Throughout college, he knew he had a good chance of being drafted in the Vietnam War, but never was. Following dental school and a residency in oral and maxillofacial pathology at Emory University in Atlanta, he taught oral and maxillofacial pathology at a university in South Africa. Afterward, he joined the Army to practice pathology, provide patient care and teach residents.
"It was a good opportunity," Thompson said of his decision to join the Army. "It was not necessarily my intent to stay as a career."
But, he said, he had good assignments and enjoyed the people he worked with.
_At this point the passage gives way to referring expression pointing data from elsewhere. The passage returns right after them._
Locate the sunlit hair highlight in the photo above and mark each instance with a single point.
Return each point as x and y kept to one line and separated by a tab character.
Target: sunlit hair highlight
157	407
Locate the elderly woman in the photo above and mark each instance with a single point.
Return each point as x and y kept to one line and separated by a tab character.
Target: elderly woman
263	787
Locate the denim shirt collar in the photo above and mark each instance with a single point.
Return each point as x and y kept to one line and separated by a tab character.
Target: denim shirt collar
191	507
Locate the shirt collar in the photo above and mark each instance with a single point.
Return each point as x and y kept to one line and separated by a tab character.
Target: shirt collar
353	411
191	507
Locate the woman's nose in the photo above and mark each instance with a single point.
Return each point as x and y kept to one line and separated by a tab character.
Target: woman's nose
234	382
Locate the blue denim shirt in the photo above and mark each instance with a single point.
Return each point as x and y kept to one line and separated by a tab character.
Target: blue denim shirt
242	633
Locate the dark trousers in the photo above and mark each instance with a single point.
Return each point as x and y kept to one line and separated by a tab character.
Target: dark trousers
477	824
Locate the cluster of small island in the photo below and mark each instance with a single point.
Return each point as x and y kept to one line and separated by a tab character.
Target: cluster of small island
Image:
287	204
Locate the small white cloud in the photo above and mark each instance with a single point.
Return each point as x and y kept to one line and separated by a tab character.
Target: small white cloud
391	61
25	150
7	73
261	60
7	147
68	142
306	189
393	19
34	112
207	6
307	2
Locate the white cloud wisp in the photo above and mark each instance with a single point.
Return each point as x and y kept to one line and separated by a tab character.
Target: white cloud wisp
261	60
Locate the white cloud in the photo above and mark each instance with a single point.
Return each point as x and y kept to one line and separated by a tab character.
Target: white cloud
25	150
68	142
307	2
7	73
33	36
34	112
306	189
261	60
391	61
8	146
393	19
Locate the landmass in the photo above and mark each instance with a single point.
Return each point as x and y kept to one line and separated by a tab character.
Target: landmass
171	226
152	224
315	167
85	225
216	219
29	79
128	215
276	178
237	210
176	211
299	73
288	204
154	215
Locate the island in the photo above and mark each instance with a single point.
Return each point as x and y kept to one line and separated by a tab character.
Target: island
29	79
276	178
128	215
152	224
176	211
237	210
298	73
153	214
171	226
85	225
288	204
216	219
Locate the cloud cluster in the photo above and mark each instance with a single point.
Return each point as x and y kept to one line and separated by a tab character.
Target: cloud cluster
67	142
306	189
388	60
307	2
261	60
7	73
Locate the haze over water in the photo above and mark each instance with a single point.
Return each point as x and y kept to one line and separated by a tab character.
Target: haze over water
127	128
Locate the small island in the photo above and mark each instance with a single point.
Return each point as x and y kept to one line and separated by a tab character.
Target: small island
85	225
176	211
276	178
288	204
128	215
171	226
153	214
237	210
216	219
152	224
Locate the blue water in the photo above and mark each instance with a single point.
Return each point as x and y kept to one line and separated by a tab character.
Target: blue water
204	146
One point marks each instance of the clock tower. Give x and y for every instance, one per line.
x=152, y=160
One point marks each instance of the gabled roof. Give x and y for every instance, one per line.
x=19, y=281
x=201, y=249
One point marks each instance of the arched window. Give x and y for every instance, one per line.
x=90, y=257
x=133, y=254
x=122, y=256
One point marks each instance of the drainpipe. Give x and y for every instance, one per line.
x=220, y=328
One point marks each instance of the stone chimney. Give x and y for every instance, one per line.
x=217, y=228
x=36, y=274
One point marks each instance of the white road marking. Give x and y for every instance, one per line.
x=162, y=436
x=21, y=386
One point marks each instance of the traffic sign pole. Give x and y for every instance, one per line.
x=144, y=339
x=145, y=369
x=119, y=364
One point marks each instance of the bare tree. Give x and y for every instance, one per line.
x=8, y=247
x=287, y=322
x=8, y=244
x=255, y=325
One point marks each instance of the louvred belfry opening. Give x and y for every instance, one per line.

He completed oral and maxillofacial surgery training at Eisenhower Army Medical Center at Fort Gordon, Ga.
Among his assignments was a stint at Tripler Army Medical Center in Hawaii.
"We never had anybody come to South Africa to visit, but they did come to Hawaii," he said.
Thompson met his wife, Madge Gay, while working at Emory University Hospital during dental school. She is a native of Winterville, a 1977 ECU nursing graduate and a part-time instructor in the ECU College of Health and Human Performance.
She is also the daughter of the late Kenneth Dews, a World War II Navy veteran and Pearl Harbor survivor, and the granddaughter of Dennis McLawhorn, a World War I Army veteran of the American Expeditionary Force in France.
"I heard many stories from Kenneth about his World War II experiences and Pearl Harbor," Thompson said.
After serving in Afghanistan and completing a fellowship in New York, Thompson was assigned to Walter Reed Army Medical Center in Washington, D.C. While there, he became the integrated chief of oral and maxillofacial surgery as Walter Reed and the National Naval Medical Center were merged into one military medical center. He helped restore soldiers' disfigured faces, many with limbs and eyes missing from IED explosions or militant attacks and at least one with no limbs at all.
Thompson received the Legion of Merit award for his service at Walter Reed.
"There are a lot of men and women who have sacrificed quite a bit, including their lives, to keep us free," he said. "It's something we should never forget."